In practical terms, the aim is simple: you should be better placed to judge which AI uses support learning and which merely decorate an old problem with new software. That means clearer judgement, fewer lazy assumptions, and a much better sense of where to press further or walk away.

  • Identify where ai is already being used in education today — and where the claims are running ahead of reality.
  • Work through the workflows, systems, and trade-offs behind practical education use cases, explained in plain english.
  • Work through key themes including adaptive learning, assessment, admin automation, access.
  • Work through the limits, risks, and awkward questions worth asking before you sign off on the sales pitch.

Chapter-level signals

Not a chapter list carved in stone, but the sort of material readers can reasonably expect to work through.

Where AI is already being used

Where AI is already being used in education today — and where the claims are running ahead of reality.

The workflows, systems, and trade-offs behind

The workflows, systems, and trade-offs behind practical education use cases, explained in plain English.
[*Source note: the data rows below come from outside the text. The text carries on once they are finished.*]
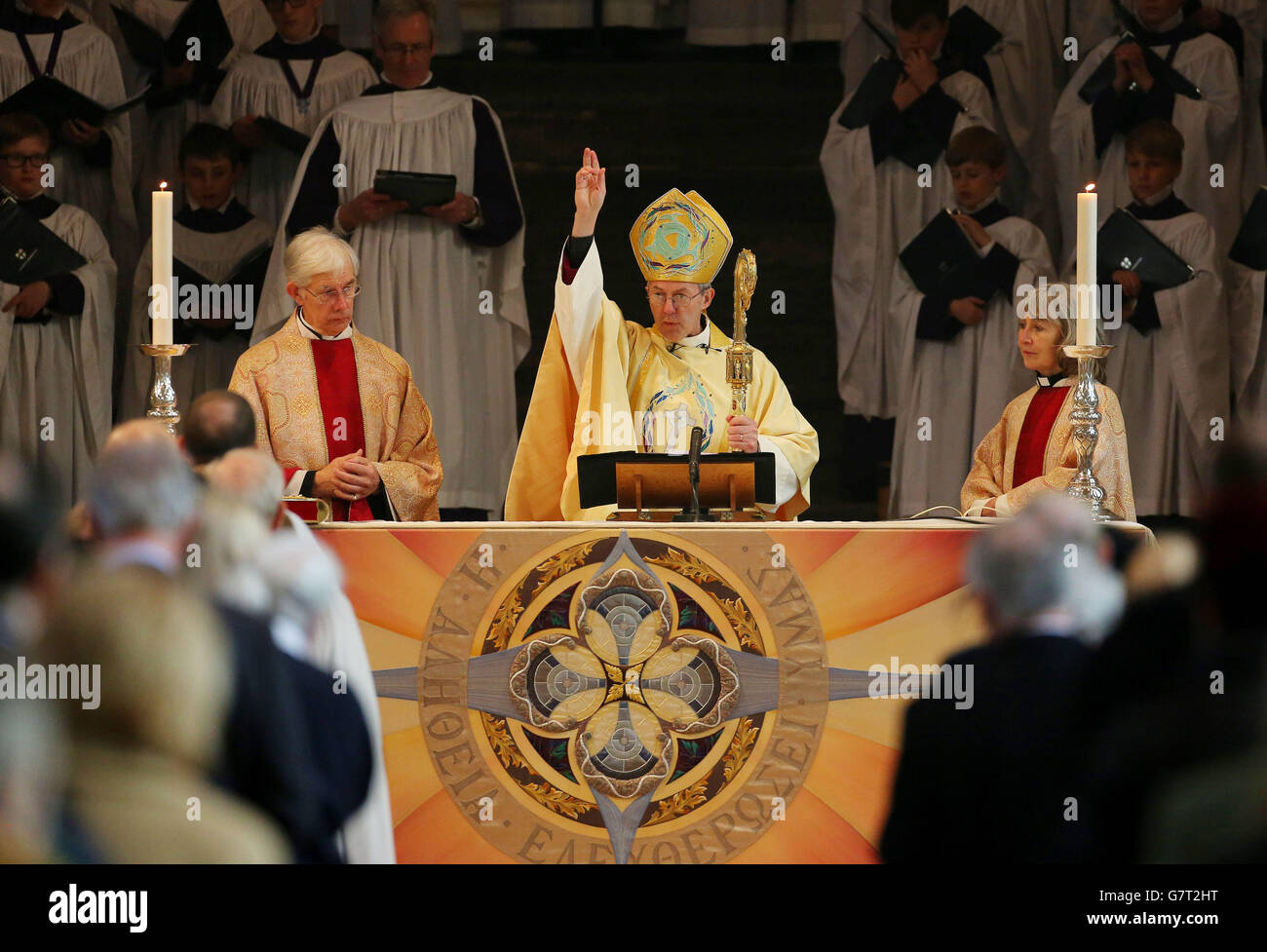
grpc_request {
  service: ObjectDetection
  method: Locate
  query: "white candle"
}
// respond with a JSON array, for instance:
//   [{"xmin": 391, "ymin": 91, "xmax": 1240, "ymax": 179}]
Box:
[
  {"xmin": 1074, "ymin": 183, "xmax": 1096, "ymax": 347},
  {"xmin": 149, "ymin": 182, "xmax": 173, "ymax": 344}
]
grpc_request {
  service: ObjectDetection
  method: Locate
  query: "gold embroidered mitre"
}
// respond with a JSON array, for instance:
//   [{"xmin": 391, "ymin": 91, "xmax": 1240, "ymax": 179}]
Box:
[{"xmin": 630, "ymin": 189, "xmax": 731, "ymax": 284}]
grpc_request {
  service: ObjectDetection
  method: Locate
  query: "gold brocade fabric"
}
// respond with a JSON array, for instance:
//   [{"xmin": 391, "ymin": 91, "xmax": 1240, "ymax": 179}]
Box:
[
  {"xmin": 229, "ymin": 314, "xmax": 443, "ymax": 521},
  {"xmin": 506, "ymin": 297, "xmax": 819, "ymax": 520},
  {"xmin": 959, "ymin": 384, "xmax": 1135, "ymax": 521}
]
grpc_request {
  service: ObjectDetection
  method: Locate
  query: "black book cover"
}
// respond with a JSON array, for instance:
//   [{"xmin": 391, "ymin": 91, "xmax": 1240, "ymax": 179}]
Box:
[
  {"xmin": 840, "ymin": 57, "xmax": 906, "ymax": 130},
  {"xmin": 254, "ymin": 115, "xmax": 308, "ymax": 156},
  {"xmin": 0, "ymin": 76, "xmax": 149, "ymax": 130},
  {"xmin": 1228, "ymin": 185, "xmax": 1267, "ymax": 271},
  {"xmin": 1078, "ymin": 33, "xmax": 1201, "ymax": 105},
  {"xmin": 1096, "ymin": 209, "xmax": 1196, "ymax": 291},
  {"xmin": 110, "ymin": 0, "xmax": 233, "ymax": 81},
  {"xmin": 172, "ymin": 245, "xmax": 273, "ymax": 344},
  {"xmin": 0, "ymin": 196, "xmax": 86, "ymax": 285},
  {"xmin": 374, "ymin": 169, "xmax": 457, "ymax": 215},
  {"xmin": 897, "ymin": 210, "xmax": 997, "ymax": 301}
]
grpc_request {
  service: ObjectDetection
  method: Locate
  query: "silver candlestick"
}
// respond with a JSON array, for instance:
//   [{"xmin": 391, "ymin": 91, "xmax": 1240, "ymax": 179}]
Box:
[
  {"xmin": 138, "ymin": 344, "xmax": 193, "ymax": 437},
  {"xmin": 1061, "ymin": 344, "xmax": 1122, "ymax": 523}
]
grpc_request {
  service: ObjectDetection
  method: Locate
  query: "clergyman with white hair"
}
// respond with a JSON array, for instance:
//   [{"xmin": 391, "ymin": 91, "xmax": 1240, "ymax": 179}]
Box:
[
  {"xmin": 204, "ymin": 448, "xmax": 396, "ymax": 863},
  {"xmin": 874, "ymin": 494, "xmax": 1124, "ymax": 863},
  {"xmin": 229, "ymin": 228, "xmax": 443, "ymax": 521}
]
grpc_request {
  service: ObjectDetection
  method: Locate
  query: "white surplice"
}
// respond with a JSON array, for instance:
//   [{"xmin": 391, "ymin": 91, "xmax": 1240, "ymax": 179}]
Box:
[
  {"xmin": 890, "ymin": 215, "xmax": 1053, "ymax": 519},
  {"xmin": 119, "ymin": 208, "xmax": 275, "ymax": 420},
  {"xmin": 0, "ymin": 22, "xmax": 144, "ymax": 274},
  {"xmin": 819, "ymin": 71, "xmax": 992, "ymax": 418},
  {"xmin": 211, "ymin": 42, "xmax": 379, "ymax": 221},
  {"xmin": 104, "ymin": 0, "xmax": 275, "ymax": 225},
  {"xmin": 1099, "ymin": 205, "xmax": 1229, "ymax": 515},
  {"xmin": 1052, "ymin": 33, "xmax": 1242, "ymax": 260},
  {"xmin": 0, "ymin": 205, "xmax": 115, "ymax": 507},
  {"xmin": 250, "ymin": 88, "xmax": 529, "ymax": 511},
  {"xmin": 1225, "ymin": 261, "xmax": 1267, "ymax": 427},
  {"xmin": 840, "ymin": 0, "xmax": 1059, "ymax": 248}
]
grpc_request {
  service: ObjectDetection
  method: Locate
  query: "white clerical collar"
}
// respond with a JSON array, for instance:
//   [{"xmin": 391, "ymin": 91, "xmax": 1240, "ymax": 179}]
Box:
[
  {"xmin": 379, "ymin": 71, "xmax": 436, "ymax": 93},
  {"xmin": 278, "ymin": 21, "xmax": 322, "ymax": 47},
  {"xmin": 189, "ymin": 189, "xmax": 237, "ymax": 215},
  {"xmin": 959, "ymin": 189, "xmax": 998, "ymax": 215},
  {"xmin": 669, "ymin": 314, "xmax": 710, "ymax": 353},
  {"xmin": 295, "ymin": 308, "xmax": 352, "ymax": 340},
  {"xmin": 1139, "ymin": 185, "xmax": 1174, "ymax": 208}
]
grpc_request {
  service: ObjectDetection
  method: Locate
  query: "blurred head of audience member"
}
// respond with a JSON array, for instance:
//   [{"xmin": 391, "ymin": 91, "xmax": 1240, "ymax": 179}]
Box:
[
  {"xmin": 967, "ymin": 492, "xmax": 1125, "ymax": 644},
  {"xmin": 86, "ymin": 420, "xmax": 199, "ymax": 574},
  {"xmin": 41, "ymin": 566, "xmax": 287, "ymax": 862},
  {"xmin": 180, "ymin": 390, "xmax": 254, "ymax": 469},
  {"xmin": 199, "ymin": 449, "xmax": 342, "ymax": 660},
  {"xmin": 0, "ymin": 456, "xmax": 64, "ymax": 660}
]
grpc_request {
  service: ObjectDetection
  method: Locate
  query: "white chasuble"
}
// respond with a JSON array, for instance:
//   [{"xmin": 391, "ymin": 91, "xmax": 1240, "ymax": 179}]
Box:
[
  {"xmin": 119, "ymin": 217, "xmax": 274, "ymax": 420},
  {"xmin": 819, "ymin": 71, "xmax": 992, "ymax": 418},
  {"xmin": 959, "ymin": 377, "xmax": 1137, "ymax": 521},
  {"xmin": 250, "ymin": 89, "xmax": 529, "ymax": 511},
  {"xmin": 0, "ymin": 205, "xmax": 115, "ymax": 507},
  {"xmin": 1226, "ymin": 261, "xmax": 1267, "ymax": 427},
  {"xmin": 1101, "ymin": 207, "xmax": 1230, "ymax": 515},
  {"xmin": 211, "ymin": 50, "xmax": 377, "ymax": 221},
  {"xmin": 0, "ymin": 22, "xmax": 144, "ymax": 273},
  {"xmin": 506, "ymin": 243, "xmax": 819, "ymax": 520},
  {"xmin": 890, "ymin": 210, "xmax": 1055, "ymax": 517},
  {"xmin": 1052, "ymin": 33, "xmax": 1242, "ymax": 258}
]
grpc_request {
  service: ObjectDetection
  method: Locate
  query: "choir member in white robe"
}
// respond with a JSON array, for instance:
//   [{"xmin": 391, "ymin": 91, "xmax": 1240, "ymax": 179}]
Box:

Key themes including adaptive learning, assessment,

Key themes including adaptive learning, assessment, admin automation, access.

The limits, risks, and awkward questions

The limits, risks, and awkward questions worth asking before you sign off on the sales pitch.

What makes this title distinct

The most provocative question this book asks is whether AI tutoring systems already outperform average classroom instruction for certain learners. The evidence is more uncomfortable than most education commentators admit — and the book doesn't shy away from the implications. Not your book? This isn't a guide to EdTech tools or classroom apps. It's a structural analysis of how AI changes the learning relationship — best for educators, policy thinkers, and parents trying to understand what's actually happening.

FAQ

What will I learn from this book?

Artificial intelligence personalizes education with adaptive learning, automated grading, and virtual tutors, making education accessible.

Who is this book for?

Teachers, school leaders, and education policymakers who want an honest assessment of AI's impact on learning and accessibility.

How long is it?

It’s 323 pages (varies by edition).

What format is it available in?

Available as an eBook via Amazon (use the buy link on this page).